Carrying more than a result

Being first is rarely comfortable. It comes with attention, expectation, and the quiet pressure of representation. Hany is acutely aware that how he performs now will ripple outward.
“It means responsibility,” he said. “I know that how I perform will shape how people see Egyptian drivers after me.”
He does not speak in abstractions. “I’m not just carrying a flag — I’m changing a perception.”
What he wants to change is not passion, but its framing.
“I want Egypt to be seen as a country that produces disciplined, professional, and competitive drivers, not just passion.”
A scene still finding its shape
Drifting in Egypt is no longer invisible, but it is still fragile.
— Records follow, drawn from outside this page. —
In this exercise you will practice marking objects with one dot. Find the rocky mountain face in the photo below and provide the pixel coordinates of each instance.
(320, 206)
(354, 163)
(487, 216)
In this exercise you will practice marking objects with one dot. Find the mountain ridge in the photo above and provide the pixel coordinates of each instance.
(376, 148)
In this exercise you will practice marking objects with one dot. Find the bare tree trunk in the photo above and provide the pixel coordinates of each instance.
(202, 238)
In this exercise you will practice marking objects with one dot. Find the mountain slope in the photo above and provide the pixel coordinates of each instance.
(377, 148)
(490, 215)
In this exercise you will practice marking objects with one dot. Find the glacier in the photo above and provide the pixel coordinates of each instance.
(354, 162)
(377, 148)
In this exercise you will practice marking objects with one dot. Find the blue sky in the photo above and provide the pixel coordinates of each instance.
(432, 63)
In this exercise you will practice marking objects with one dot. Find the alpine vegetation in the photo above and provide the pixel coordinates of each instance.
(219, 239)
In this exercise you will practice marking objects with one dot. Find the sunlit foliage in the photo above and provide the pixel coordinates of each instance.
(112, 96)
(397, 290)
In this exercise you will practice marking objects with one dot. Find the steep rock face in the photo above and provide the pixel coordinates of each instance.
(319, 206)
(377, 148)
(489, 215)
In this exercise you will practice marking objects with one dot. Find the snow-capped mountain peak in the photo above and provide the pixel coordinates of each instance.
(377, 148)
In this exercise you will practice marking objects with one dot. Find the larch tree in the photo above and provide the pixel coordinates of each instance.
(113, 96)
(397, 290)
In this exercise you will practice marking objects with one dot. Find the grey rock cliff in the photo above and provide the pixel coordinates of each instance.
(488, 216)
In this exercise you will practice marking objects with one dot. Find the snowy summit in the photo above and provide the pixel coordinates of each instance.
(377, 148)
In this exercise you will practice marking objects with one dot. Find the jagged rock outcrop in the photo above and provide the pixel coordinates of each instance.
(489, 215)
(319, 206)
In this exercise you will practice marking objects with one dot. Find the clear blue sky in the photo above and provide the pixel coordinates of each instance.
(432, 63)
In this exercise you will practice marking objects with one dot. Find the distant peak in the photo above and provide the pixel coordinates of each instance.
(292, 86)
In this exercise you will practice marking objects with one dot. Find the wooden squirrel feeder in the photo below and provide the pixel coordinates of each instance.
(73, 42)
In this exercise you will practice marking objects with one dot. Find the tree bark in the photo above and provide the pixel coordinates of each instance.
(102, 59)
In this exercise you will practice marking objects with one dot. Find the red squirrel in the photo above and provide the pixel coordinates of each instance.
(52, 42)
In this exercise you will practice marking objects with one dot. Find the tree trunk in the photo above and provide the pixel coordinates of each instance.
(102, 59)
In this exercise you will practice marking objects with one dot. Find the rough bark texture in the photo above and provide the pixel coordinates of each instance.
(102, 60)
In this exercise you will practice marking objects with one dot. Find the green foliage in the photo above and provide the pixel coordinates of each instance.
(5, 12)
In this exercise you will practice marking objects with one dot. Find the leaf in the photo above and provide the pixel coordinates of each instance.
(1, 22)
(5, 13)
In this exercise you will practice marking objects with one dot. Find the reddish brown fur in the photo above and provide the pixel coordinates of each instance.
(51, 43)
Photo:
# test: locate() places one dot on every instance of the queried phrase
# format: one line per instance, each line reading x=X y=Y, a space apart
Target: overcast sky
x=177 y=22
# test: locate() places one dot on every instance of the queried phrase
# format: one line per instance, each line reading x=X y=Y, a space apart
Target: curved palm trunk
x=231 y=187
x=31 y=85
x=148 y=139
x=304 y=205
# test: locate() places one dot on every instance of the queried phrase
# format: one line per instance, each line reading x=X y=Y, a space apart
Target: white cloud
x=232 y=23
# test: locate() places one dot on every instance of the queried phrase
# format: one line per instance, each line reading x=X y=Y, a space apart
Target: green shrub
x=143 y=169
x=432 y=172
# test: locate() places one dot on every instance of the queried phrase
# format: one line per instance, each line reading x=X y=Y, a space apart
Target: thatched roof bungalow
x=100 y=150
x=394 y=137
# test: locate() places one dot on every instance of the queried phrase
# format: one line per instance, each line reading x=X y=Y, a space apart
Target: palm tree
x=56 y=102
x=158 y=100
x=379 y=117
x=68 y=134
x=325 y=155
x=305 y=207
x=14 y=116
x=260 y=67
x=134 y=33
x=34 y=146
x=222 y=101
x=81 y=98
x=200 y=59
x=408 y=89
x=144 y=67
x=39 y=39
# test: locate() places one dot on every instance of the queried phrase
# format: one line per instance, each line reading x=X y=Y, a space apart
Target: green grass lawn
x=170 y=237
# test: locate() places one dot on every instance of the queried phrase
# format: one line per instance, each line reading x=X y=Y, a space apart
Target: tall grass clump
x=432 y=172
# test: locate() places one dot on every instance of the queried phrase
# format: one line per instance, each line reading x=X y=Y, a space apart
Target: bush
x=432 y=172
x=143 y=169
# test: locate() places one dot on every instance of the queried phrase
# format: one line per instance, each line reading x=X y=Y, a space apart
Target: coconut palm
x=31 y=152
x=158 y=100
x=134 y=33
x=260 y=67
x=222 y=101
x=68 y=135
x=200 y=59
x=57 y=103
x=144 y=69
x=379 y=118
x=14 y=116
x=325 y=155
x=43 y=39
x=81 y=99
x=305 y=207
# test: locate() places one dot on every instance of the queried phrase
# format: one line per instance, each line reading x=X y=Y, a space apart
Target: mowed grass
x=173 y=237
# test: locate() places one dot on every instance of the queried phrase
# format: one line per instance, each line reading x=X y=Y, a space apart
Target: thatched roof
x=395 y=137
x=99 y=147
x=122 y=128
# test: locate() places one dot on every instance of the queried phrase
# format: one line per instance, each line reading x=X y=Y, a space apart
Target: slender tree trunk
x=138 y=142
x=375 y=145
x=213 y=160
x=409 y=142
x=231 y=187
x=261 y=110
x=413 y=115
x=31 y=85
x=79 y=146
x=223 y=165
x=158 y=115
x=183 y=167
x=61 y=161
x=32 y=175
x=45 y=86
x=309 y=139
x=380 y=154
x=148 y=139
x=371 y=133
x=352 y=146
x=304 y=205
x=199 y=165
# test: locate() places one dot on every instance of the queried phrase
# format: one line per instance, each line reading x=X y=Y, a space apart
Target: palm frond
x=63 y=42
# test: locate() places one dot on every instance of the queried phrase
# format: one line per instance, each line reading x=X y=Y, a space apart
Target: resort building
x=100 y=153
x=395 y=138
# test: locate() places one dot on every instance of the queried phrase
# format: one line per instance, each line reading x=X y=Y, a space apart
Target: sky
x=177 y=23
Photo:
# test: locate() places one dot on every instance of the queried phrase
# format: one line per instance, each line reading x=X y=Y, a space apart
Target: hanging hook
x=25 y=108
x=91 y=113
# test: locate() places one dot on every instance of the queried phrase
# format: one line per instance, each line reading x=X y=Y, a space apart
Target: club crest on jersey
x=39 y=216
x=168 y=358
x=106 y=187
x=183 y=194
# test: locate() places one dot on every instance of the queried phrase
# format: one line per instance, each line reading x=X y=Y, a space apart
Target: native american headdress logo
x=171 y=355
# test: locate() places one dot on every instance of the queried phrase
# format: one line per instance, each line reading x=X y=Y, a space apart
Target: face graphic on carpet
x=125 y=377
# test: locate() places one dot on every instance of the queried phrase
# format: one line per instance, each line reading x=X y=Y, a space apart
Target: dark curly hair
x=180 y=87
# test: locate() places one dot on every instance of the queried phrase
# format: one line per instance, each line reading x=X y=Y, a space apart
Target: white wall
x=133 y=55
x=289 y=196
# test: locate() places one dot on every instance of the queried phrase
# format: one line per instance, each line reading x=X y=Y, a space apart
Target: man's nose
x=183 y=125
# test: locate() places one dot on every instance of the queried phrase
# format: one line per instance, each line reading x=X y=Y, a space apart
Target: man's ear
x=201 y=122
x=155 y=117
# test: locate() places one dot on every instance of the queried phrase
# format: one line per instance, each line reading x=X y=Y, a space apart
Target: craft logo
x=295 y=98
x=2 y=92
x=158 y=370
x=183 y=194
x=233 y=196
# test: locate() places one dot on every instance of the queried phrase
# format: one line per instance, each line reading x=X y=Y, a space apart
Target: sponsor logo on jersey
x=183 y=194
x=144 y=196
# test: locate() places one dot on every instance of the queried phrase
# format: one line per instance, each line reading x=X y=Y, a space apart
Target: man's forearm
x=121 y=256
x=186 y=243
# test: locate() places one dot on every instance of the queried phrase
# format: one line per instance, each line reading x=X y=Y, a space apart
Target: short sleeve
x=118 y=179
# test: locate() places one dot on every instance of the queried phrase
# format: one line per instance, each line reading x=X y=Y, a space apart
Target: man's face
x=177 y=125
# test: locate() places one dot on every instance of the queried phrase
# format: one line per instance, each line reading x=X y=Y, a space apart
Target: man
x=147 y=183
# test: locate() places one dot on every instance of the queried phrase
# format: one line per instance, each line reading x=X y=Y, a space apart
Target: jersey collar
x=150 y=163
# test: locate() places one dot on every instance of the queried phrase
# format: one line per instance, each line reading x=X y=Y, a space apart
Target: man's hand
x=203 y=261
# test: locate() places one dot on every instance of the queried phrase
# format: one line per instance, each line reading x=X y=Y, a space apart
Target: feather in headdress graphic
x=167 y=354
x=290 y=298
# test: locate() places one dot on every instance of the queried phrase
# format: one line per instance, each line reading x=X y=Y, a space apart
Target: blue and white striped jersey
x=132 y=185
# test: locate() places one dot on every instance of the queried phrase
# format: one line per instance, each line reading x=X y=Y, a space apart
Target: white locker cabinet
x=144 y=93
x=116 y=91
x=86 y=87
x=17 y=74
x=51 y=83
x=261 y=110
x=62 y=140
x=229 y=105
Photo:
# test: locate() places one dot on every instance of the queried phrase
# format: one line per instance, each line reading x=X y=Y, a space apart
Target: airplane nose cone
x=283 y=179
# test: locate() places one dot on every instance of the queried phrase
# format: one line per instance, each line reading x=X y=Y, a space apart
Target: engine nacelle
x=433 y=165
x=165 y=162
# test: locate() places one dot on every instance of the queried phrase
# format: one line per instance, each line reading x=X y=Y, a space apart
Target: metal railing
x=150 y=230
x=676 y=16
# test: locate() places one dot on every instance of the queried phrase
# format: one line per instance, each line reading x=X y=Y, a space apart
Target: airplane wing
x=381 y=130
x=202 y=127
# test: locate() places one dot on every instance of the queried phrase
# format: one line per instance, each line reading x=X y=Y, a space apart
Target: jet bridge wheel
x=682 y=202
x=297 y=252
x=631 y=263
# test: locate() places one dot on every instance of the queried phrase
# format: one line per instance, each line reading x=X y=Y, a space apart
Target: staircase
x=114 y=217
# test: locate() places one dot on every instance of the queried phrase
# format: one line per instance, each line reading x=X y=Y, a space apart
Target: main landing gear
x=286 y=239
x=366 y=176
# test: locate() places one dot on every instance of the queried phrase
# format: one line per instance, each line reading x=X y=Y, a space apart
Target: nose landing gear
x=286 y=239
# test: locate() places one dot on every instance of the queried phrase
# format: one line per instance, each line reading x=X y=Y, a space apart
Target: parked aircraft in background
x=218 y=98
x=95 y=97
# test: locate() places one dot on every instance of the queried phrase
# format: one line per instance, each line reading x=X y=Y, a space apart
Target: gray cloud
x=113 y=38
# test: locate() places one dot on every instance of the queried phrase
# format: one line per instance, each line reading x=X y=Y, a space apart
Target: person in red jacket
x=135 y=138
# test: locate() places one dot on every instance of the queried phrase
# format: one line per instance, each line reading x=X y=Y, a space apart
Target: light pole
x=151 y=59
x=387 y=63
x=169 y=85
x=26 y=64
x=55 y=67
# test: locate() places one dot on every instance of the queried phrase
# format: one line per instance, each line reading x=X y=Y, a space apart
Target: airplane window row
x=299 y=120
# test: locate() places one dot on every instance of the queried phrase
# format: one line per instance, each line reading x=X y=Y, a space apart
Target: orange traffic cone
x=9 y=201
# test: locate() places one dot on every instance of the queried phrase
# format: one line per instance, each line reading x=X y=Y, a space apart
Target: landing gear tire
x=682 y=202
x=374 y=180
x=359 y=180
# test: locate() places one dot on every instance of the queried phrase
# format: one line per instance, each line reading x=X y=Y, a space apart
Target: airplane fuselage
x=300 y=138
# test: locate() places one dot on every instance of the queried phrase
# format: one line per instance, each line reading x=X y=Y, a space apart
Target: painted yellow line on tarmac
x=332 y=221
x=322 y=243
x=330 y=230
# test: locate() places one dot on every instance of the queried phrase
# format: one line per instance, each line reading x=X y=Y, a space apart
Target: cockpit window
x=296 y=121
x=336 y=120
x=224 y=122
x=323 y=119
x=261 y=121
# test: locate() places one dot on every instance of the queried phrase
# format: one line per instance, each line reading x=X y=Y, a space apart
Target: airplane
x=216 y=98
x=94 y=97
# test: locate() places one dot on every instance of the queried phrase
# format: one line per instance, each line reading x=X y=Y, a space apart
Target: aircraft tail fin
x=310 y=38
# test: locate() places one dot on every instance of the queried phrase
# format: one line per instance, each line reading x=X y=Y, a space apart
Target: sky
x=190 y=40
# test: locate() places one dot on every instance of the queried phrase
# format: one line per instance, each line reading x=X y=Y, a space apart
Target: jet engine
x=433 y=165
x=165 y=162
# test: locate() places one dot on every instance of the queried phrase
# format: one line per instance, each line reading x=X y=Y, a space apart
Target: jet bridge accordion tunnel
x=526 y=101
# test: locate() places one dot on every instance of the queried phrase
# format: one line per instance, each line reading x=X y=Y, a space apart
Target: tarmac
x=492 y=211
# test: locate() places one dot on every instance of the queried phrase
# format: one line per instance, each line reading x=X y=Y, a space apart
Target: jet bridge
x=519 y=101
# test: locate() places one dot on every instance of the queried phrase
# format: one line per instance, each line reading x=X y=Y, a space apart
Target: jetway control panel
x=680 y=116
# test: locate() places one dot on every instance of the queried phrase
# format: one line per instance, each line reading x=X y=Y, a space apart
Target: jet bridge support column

Growth has arrived faster than structure.
“It’s growing — no doubt — but it’s still early,” Hany said.
“Today, there’s more talent, more ambition, and more exposure, but we still need stronger systems, sponsorship pipelines, and international integration.”
The raw material is there. “The hunger is there — now it needs direction.”
That direction, he insists, comes from people as much as infrastructure.
“My team has been everything,” he said. “Motorsport is never an individual sport, no matter how it looks from the outside.”
Support, for him, was not blind encouragement. “Having people who were honest with me — not just supportive — helped me grow faster and avoid costly mistakes.”
Europe and the cost of entry
Next season, Hany plans to enter Drift Masters, Europe’s most elite drifting championship. The challenge is not whether he belongs on track. It is whether the systems around him can keep pace.
“The biggest barriers are logistical and financial, not talent,” he said. “As an Egyptian driver, you have to be twice as prepared before you even arrive.”
Still, he refuses the language of disadvantage. “I see that as motivation, not an excuse.”
What comes after the door opens

For young Egyptian drivers watching from the sidelines, Hany is careful not to sell a myth.
“That the path is real — but it’s demanding,” he said. “Talent alone is not enough.”
What matters more is how seriously the work is treated. “Representing Egypt internationally is possible, but only if you treat it like a profession, not a hobby.”
If there is a single lesson that defines his rise, it is neither speed nor bravery.
“Consistency beats emotion,” Hany said. “Staying composed — whether you’re winning or losing — is what separates professionals from hopefuls.”
In drifting, as in life, style may get you noticed. Control is what keeps you there.